Now you might appropriately ask a Fed representative what monetary policy can do to offset any Y2K disruption. The truthful short answer is "not much." We can't plow the streets or deliver packages and we would be unable to reprogram the nation's computers for the year 2000. The Y2K problem is primarily an issue affecting the aggregate supply side of the economy, whereas the Federal Reserve's monetary policy works mainly on aggregate demand. We all understand how creating more money, and lowering the level of short-term interest rates, gives a boost to interest-sensitive sectors, such as homebuilding, but these tools are unlikely to be very effective in generating more Y2K remediation efforts or accelerating the recovery process if someone experiences some type of disruption. We will, of course, be ready if people want to hold more cash on New Year's Eve 1999, and we will be prepared to lend whatever sums may be needed to financial institutions through the discount window or to provide needed reserves to the banking system's open market operation. And, in the unlikely event a serious Y2K disruption should have significant feedback effects on aggregate demand, such as I outlined earlier, there obviously would be a role for the Federal Reserve to play in countering a downturn. But there is nothing monetary policy can do to offset the direct effects of a Y2K disruption.

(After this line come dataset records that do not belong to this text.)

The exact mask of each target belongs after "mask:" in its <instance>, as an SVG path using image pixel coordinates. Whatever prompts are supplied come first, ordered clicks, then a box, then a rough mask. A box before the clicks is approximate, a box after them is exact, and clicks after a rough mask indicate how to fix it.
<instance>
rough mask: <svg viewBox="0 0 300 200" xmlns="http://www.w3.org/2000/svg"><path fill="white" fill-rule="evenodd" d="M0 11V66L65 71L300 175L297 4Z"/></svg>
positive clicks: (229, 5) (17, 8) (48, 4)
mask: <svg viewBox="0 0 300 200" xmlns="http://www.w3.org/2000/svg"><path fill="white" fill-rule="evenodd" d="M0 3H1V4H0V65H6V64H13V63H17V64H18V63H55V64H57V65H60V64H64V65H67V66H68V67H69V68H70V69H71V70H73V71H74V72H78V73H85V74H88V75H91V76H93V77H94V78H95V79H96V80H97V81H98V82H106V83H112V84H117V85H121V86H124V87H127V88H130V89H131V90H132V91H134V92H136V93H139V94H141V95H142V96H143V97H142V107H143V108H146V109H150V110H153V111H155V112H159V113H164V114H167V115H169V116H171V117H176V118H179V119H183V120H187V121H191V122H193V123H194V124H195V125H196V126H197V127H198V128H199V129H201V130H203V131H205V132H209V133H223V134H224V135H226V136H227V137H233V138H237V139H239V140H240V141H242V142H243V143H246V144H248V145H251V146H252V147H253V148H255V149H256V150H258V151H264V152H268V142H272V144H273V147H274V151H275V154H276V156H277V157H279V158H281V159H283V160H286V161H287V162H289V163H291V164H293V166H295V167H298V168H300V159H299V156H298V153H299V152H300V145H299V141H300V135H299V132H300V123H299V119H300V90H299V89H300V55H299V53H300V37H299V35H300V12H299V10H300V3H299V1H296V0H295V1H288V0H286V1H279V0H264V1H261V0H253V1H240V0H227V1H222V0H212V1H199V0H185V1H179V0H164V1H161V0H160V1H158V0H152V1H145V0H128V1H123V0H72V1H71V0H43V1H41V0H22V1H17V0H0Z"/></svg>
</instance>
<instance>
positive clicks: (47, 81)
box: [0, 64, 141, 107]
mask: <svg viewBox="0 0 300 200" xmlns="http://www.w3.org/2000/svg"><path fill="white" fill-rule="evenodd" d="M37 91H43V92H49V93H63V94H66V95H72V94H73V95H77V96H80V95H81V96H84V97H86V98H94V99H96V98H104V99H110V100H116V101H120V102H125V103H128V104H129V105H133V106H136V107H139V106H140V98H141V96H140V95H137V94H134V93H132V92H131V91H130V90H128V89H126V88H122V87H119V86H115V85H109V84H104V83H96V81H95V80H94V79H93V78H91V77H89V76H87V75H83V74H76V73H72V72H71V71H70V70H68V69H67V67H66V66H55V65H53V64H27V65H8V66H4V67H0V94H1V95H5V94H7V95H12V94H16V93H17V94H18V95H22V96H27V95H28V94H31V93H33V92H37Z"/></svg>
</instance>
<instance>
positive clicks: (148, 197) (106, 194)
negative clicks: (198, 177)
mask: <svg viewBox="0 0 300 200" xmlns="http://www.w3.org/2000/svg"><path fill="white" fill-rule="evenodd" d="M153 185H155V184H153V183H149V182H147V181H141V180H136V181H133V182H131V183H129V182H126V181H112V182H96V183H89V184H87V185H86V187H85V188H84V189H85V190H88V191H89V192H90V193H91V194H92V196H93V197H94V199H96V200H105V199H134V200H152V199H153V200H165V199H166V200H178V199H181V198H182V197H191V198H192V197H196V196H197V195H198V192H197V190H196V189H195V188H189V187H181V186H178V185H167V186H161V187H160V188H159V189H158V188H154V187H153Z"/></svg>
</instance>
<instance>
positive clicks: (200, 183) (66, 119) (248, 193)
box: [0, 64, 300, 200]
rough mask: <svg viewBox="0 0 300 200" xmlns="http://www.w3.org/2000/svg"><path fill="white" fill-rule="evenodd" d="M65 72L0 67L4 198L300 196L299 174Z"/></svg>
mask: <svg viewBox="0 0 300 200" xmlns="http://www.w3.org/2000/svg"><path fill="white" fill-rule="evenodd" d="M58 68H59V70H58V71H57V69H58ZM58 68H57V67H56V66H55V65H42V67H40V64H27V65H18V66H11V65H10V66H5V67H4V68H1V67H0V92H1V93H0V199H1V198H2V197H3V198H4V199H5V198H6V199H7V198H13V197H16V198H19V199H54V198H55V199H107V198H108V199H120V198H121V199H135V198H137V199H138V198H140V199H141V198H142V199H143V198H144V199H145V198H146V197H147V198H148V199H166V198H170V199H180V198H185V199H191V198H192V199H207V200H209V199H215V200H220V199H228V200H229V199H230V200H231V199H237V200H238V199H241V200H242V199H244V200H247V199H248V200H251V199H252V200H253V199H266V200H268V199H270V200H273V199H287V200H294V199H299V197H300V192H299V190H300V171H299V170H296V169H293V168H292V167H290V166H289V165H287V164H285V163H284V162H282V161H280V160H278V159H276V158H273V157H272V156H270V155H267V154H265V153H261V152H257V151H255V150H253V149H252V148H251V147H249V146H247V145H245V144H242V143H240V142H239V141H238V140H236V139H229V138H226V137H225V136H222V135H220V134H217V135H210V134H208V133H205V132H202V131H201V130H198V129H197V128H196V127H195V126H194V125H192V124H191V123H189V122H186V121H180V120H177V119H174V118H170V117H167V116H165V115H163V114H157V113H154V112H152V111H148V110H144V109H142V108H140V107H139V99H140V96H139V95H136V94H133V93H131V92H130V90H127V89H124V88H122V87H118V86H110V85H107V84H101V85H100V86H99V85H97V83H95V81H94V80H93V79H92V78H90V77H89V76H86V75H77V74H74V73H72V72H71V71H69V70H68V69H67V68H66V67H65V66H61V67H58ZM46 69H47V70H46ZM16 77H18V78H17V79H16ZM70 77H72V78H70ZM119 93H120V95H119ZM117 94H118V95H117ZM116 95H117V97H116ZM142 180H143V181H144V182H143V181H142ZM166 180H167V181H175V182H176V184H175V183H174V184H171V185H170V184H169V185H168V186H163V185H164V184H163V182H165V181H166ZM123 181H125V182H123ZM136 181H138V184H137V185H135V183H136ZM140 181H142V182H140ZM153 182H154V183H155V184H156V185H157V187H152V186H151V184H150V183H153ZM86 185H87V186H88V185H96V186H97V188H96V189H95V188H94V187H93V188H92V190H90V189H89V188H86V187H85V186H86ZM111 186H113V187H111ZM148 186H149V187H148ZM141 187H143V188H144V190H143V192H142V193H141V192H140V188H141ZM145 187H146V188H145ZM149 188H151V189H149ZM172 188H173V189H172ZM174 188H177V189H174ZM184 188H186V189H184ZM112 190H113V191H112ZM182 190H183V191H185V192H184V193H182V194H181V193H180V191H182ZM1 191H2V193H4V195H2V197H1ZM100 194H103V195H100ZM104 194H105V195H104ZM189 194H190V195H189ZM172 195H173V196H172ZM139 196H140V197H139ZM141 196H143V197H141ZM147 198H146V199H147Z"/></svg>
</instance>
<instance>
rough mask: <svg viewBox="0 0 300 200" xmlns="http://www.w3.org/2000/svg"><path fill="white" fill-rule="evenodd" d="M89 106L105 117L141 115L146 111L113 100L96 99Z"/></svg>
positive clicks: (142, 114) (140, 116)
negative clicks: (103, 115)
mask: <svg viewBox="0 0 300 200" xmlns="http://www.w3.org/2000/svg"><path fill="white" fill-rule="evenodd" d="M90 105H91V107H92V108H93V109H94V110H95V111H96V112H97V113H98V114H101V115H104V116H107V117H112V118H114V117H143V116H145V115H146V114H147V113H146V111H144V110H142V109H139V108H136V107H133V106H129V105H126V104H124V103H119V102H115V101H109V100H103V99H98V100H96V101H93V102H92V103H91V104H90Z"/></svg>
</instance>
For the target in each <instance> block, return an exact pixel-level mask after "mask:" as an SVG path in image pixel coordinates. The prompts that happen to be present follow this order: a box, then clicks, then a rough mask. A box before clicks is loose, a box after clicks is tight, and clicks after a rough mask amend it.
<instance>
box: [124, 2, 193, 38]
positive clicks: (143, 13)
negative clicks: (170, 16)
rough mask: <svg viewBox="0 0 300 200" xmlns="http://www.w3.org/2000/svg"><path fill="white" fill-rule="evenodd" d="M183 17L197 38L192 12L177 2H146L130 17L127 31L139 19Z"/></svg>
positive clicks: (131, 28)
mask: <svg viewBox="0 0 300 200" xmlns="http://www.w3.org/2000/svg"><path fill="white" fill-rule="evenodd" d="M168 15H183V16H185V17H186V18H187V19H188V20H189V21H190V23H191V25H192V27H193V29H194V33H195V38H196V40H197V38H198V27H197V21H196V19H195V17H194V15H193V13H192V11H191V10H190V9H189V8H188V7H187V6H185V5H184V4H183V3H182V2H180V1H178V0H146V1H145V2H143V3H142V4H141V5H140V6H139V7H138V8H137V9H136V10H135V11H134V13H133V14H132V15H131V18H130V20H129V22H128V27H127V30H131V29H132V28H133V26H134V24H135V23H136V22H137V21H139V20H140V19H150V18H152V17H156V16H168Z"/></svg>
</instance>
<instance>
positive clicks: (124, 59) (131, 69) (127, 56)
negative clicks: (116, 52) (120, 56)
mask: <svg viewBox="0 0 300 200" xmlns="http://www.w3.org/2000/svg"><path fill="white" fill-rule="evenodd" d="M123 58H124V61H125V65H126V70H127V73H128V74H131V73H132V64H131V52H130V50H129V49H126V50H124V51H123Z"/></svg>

In summary, as I stated at the outset of my remarks, I am cautiously but increasingly optimistic that the United States will weather this storm without major disruptions to economic activity. Some of the more frightening scenarios are not without a certain plausibility, if this challenge were being ignored. But it is not being ignored, as indeed this meeting today clearly illustrates. An enormous amount of work is being done in anticipation of the rollover of the millennium. As the world's largest economy, the heaviest burden of preparation falls on the U. S. But it is truly a worldwide issue, and to the extent some are not adequately prepared and experience breakdowns of unforeseeable dimension, we could all be affected accordingly. We at the Federal Reserve intend to do our utmost, and we hope and trust others will do likewise.